Ohm is in this remote locale to spread his parents’ ashes, and upon completing that task, he encounters Jerry (David Wilmot), a forest hermit who has a fondness for consuming magic mushrooms in his goat’s milk. With a bushy beard and an eccentric disposition, Jerry is a rustic woods-dweller, and his presence amplifies the proceedings’ off-kilter mood.

That’s additionally exacerbated by a host of small incidents, such as Ohm arriving at the hotel and encountering Fergal (Michael Patric) sporting his latest hunting kill (via crossbow), and proprietor Mr. Cobb (Brendan Conroy) scaring two young boys with a fable about a witch that preys upon lost travelers, shackling and dragging them to the underworld.

Between this and the occasional sight of figurines and wood carvings of cherubic children, Hokum introduces plenty of unnerving elements, not least of which is the anecdote that the hotel’s honeymoon suite—which was once frequented by Ohm’s parents—is thought to be haunted and remains, like the elevator leading to it, locked up.

Ohm isn’t a man of superstition, and he responds to talk about paranormal activity with tetchy skepticism. Nonetheless, following a near tragedy that temporarily knocks him out of commission, Ohm is stunned by the news that Fiona has gone missing and Jerry, whose wife met a supposedly untimely fate, is the prime suspect.

Hokum starring Adam Scott.
NEON

McCarthy builds his narrative gradually, but that’s not to say Hokum is listless. Rather, the director establishes a startling tone from the start and maintains it through repeated jump-scares involving ghoulish faces and unexpected entities appearing out of the blue behind his protagonists, the latter of which results in the material’s finest (and least overtly monstrous) scare.

Cinematographer Colm Hogan’s evocative visuals and composer Joseph Bishara’s moan-punctuated score contribute to the sense that there’s something unreal afoot, and editor Brian Philip Davis cuts to maximize shocks, creating a malevolent edge-of-your-seat atmosphere.

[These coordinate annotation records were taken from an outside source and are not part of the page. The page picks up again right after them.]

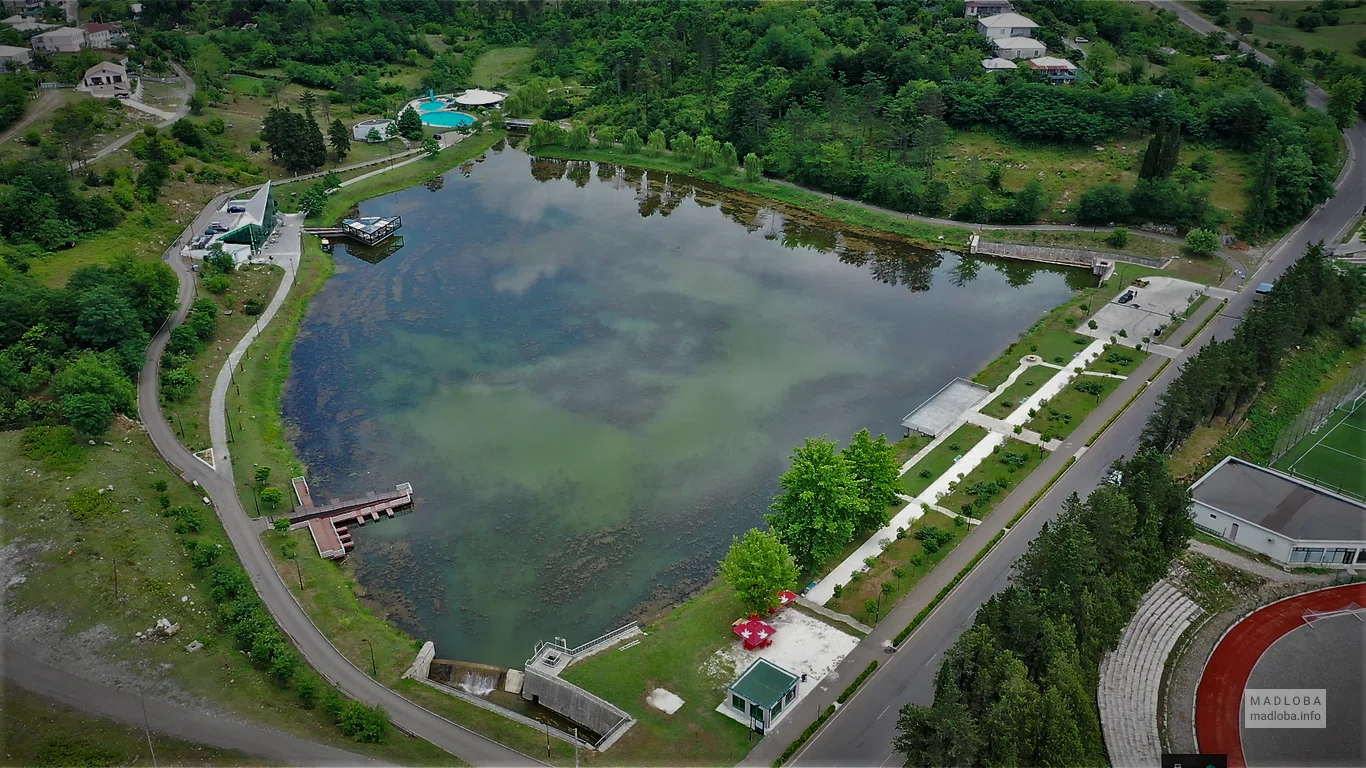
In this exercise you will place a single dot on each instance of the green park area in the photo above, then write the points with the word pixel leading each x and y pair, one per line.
pixel 1064 412
pixel 1026 384
pixel 899 567
pixel 941 458
pixel 982 488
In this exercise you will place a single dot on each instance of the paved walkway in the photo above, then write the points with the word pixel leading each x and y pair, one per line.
pixel 1131 675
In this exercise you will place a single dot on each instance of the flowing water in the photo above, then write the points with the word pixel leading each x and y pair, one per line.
pixel 593 377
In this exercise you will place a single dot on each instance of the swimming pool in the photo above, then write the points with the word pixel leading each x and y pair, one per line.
pixel 447 119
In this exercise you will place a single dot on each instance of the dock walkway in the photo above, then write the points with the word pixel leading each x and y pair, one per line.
pixel 331 522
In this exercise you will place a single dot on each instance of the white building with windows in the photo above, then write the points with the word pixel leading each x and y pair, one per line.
pixel 1006 25
pixel 1277 515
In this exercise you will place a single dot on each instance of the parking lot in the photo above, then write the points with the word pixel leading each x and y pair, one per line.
pixel 1150 308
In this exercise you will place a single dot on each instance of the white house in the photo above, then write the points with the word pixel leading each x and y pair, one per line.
pixel 1006 25
pixel 1018 48
pixel 974 8
pixel 71 8
pixel 14 58
pixel 103 36
pixel 1277 515
pixel 362 129
pixel 105 79
pixel 62 40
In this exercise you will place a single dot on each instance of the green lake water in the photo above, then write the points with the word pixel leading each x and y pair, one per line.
pixel 593 377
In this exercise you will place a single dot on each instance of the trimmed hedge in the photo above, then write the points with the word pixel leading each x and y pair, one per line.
pixel 962 574
pixel 829 711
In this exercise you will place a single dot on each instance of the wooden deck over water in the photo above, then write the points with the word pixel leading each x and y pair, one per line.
pixel 331 522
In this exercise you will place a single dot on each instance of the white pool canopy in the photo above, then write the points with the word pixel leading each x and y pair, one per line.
pixel 477 97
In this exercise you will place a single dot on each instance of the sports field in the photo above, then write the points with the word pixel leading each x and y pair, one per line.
pixel 1335 454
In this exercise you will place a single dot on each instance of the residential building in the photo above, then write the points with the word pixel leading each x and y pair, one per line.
pixel 1015 48
pixel 14 58
pixel 761 694
pixel 25 23
pixel 976 8
pixel 1284 518
pixel 105 79
pixel 62 40
pixel 362 129
pixel 71 8
pixel 1006 25
pixel 1057 71
pixel 104 36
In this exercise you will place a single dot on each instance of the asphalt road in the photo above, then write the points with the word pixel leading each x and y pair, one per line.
pixel 170 719
pixel 245 536
pixel 861 733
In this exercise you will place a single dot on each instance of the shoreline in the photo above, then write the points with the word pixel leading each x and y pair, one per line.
pixel 349 197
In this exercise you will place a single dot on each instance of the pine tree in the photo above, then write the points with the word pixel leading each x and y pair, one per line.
pixel 340 138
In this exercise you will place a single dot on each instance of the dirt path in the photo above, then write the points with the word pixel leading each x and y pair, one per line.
pixel 44 104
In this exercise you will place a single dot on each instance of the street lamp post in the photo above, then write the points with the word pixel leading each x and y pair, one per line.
pixel 373 668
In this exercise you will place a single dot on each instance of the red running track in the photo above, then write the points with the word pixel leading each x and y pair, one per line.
pixel 1220 694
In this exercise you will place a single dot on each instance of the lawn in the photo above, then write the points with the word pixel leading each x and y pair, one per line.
pixel 41 731
pixel 902 565
pixel 130 537
pixel 993 478
pixel 503 67
pixel 1120 361
pixel 1067 409
pixel 1068 171
pixel 1027 383
pixel 941 458
pixel 1269 26
pixel 672 656
pixel 191 417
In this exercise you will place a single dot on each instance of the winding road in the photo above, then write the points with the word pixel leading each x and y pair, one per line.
pixel 862 730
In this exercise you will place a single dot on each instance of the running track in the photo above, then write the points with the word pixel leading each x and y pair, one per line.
pixel 1220 696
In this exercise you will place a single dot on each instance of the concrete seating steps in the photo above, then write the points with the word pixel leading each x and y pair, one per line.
pixel 1131 675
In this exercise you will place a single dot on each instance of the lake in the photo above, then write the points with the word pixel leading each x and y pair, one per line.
pixel 593 377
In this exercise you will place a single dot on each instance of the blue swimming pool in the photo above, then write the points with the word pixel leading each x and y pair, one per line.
pixel 447 119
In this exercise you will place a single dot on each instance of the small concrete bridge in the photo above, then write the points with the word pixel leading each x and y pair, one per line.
pixel 329 524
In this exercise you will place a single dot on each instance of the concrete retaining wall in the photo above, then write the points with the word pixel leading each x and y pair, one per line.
pixel 574 703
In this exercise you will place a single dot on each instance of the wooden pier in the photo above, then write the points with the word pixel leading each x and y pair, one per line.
pixel 331 522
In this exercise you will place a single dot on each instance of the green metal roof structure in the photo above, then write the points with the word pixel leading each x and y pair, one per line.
pixel 764 683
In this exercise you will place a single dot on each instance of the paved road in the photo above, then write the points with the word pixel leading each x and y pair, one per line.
pixel 170 719
pixel 245 535
pixel 861 733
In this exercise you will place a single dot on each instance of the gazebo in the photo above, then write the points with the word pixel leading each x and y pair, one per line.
pixel 478 97
pixel 754 632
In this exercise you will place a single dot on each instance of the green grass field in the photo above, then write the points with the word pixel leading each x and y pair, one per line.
pixel 1335 455
pixel 941 458
pixel 502 66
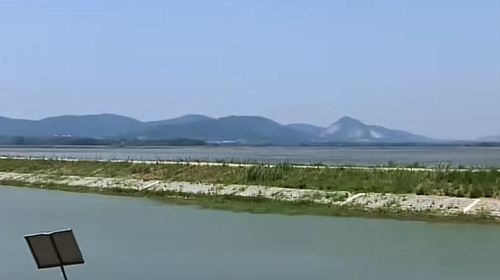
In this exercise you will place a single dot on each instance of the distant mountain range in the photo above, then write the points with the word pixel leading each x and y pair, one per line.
pixel 251 130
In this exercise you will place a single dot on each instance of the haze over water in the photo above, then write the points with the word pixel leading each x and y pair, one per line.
pixel 429 156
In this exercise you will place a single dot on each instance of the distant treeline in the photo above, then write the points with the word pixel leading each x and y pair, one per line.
pixel 75 141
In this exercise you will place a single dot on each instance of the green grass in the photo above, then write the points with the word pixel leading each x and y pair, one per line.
pixel 443 181
pixel 267 206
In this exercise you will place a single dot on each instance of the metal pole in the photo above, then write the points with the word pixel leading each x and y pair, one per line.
pixel 64 273
pixel 59 257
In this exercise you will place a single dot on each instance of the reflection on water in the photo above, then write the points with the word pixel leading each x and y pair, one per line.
pixel 359 156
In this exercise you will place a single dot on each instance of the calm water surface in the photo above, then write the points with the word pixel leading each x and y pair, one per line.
pixel 133 238
pixel 305 155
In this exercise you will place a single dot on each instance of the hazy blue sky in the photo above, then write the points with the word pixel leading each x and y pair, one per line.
pixel 428 66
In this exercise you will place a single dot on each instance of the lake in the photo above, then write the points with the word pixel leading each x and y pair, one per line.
pixel 468 156
pixel 135 238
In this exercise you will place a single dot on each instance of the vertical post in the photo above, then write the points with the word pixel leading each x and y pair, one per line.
pixel 63 272
pixel 59 257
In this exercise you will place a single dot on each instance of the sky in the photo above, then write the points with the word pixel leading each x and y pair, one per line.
pixel 431 67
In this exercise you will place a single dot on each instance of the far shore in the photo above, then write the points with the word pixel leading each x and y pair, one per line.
pixel 222 186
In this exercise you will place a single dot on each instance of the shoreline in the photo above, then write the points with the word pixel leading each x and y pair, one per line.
pixel 263 199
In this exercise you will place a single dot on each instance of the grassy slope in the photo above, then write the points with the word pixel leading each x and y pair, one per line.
pixel 442 182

Hokum truly gets going when Jerry tells Ohm that he thinks Fiona might be in the forbidden honeymoon suite. Breaking in, only to get trapped inside, Ohm experiences a night unlike any other, and McCarthy casts his action as akin to a waking dream (or hallucination), with secret doors tucked away beneath desks, a dirty canopy bed decked out with white drapes, and an ancient dumbwaiter that leads to the basement.

Illuminated solely by lanterns, as is Ohm’s path as he navigates hair-raisingly dark corridors, this chamber proves anything but comforting. The unholy forces that soon plague Ohm are similarly disturbing, marked as they are by pale, cracked visages that are barely visible in the gloom.

Scott is a most harried man in Hokum, as well as something of a jerk. McCarthy’s script doesn’t attempt to soften the character, recognizing in him a deep wellspring of bitter hostility aimed simultaneously outward and inward, and as his ordeal progresses, subtle links between his past and the hotel’s slowly emerge.

Nonetheless, the writer/director refuses to make any such notions one-to-one explicit. Instead, he merely hints at the dynamics intertwining Ohm and his strange environs, not to mention the apparent specter determined to make this evening his last.

Adam Scott in Hokum.
Adam Scott. NEON

As befitting an affair such as this, McCarthy besets Ohm with dilemmas that both defy logic (including a strange black-and-white TV program starring a guy who’d be right at home in John Carpenter’s They Live) and speak to his anguished condition. Whether it’s in the novelist’s manuscript or at the Bilberry Woods Hotel, tales of children being hurt, or hurting others, abound, as does a persistent—and, for Ohm, personal—strain of regret for mistakes made and crimes that can’t be undone.

There isn’t an image in Hokum to rival the depiction in his previous film of a human-sized, open-mouthed wooden mannequin sitting at a kitchen table, yet McCarthy again demonstrates his gift for crafting illusory situations and alarming surprises. Just as Ohm comes to realize that the supernatural isn’t hogwash, Hokum is further proof that the writer/director is the real deal.